The latest effort by exiled Cambodian politicians to return to the country has failed, at least for now, after a senior member of the banned Cambodia National Rescue Party (CNRP) was refused permission to board a flight in Los Angeles.
Mu Sochua, the deputy president of the CNRP, is one of a group of exiled opposition politicians who were trying to get back to the country next week to defend themselves against inflated charges of incitement and treason. They are among an estimated 130 opposition activists and dissidents facing a mass trial in the capital Phnom Penh, which opened on January 14.
“I demand a fair trial,” she told Australia’s ABC network last week. “We cannot let [Cambodian Prime Minister] Mr Hun Sen use the court as his weapon to eliminate the opposition and activists who dare to stand up [and] speak out against the gross violations of human rights in Cambodia.”
Sochua and others were planning to travel to Cambodia aboard a Singapore Airlines flight on January 17, but she said that the airline’s staff did not allow her to board a flight from Los Angeles, which would have taken her to Phnom Penh, via Singapore. The reason given was that she did not have a valid Cambodian visa.
The group were among the dozens of former CNRP politicians who fled the country in the wake of the court-ordered disbanding of the party in November 2017, on the grounds that it was plotting a “color revolution” against the government led by the Cambodian People’s Party (CPP). While Sochua holds dual Cambodian-U.S. citizenship, she has been forced to travel on her U.S. passport since her Cambodian one was revoked by Cambodia’s government in 2019.
The thwarted return represented the second failed recent attempt by exiled CNRP leaders to re-enter the political fray in Cambodia. In November 2019, the party’s co-founder and former president Sam Rainsy was blocked from returning to the country with several colleagues, including Sochua. Rainsy has lived outside Cambodia since 2016, and faces a long agglomeration of prison terms linked to a raft of similarly dubious charges.

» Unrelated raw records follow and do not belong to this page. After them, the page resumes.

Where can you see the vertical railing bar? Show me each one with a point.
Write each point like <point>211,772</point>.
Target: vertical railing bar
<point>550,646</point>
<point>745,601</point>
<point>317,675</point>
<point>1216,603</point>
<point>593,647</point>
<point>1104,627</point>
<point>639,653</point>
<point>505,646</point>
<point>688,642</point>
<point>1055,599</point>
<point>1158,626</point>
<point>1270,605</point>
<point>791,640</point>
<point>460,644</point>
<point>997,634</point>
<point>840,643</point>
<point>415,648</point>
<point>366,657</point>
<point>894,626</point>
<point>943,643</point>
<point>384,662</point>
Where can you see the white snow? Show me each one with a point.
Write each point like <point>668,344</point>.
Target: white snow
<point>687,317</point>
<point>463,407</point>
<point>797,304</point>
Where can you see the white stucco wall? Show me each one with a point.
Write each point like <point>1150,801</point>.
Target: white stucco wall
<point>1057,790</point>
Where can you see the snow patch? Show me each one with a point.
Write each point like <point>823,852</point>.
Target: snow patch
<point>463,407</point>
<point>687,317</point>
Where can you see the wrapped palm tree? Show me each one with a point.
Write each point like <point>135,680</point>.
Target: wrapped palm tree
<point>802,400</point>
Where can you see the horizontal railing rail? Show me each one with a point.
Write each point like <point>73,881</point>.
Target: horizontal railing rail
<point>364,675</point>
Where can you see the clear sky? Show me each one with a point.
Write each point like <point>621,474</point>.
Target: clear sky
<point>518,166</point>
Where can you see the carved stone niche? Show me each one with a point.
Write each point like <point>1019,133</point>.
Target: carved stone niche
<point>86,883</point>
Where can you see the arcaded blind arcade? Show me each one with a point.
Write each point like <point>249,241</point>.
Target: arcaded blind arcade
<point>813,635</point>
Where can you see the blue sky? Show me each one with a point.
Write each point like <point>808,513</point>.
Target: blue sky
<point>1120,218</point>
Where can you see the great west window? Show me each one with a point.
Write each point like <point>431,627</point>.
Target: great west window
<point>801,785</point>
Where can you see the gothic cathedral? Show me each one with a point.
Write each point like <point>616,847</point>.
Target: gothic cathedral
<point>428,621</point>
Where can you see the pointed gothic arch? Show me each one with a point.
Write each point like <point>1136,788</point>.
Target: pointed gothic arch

As I suggested in these pages last week, the return of Sochua and her group was always unlikely, given that the government revoked her passport and announced in advance that it was unwilling to grant her a visa. The CNRP leaders helped by publicly announcing the details of their planned itineraries.
Government spokesperson Phay Siphan told Radio Free Asia on January 8 that the government would not grant the exiles passports or visas, and that they would “have to find a way to enter Cambodia on their own.” As Sok Eysan, a CPP spokesperson, gloatingly put it, “The drama in which Mu Sochua played a main role was a failure because there are no watchers.”
Responding to the news on January 18, Kasit Piromya, a former Thai foreign minister who sits on the board of ASEAN Parliamentarians for Human Rights said that CNRP members should be free to go back to their country. “Hun Sen must be very scared to go as far as he is in crushing all dissent,” Kasit said. “Not only is he putting literally all his critics on trial, he is not even letting them set foot in Cambodia.”
Yet even in its failure, the attempt has at least partially succeeded in one of its main aims: drawing international attention to the continued spell of repression inside Cambodia. Whether this will be enough to push Western democracies to toughen further their stances against the CPP government remains to be seen. This latest failure has shown that the opposition that Hun Sen seems willing to permit is a domesticated one. As Sochua rightly put it to the ABC, “To fight for justice in an authoritarian regime, it’s not something the ruler will give to you on a silver platter. You have to fight for it, every single inch of it.”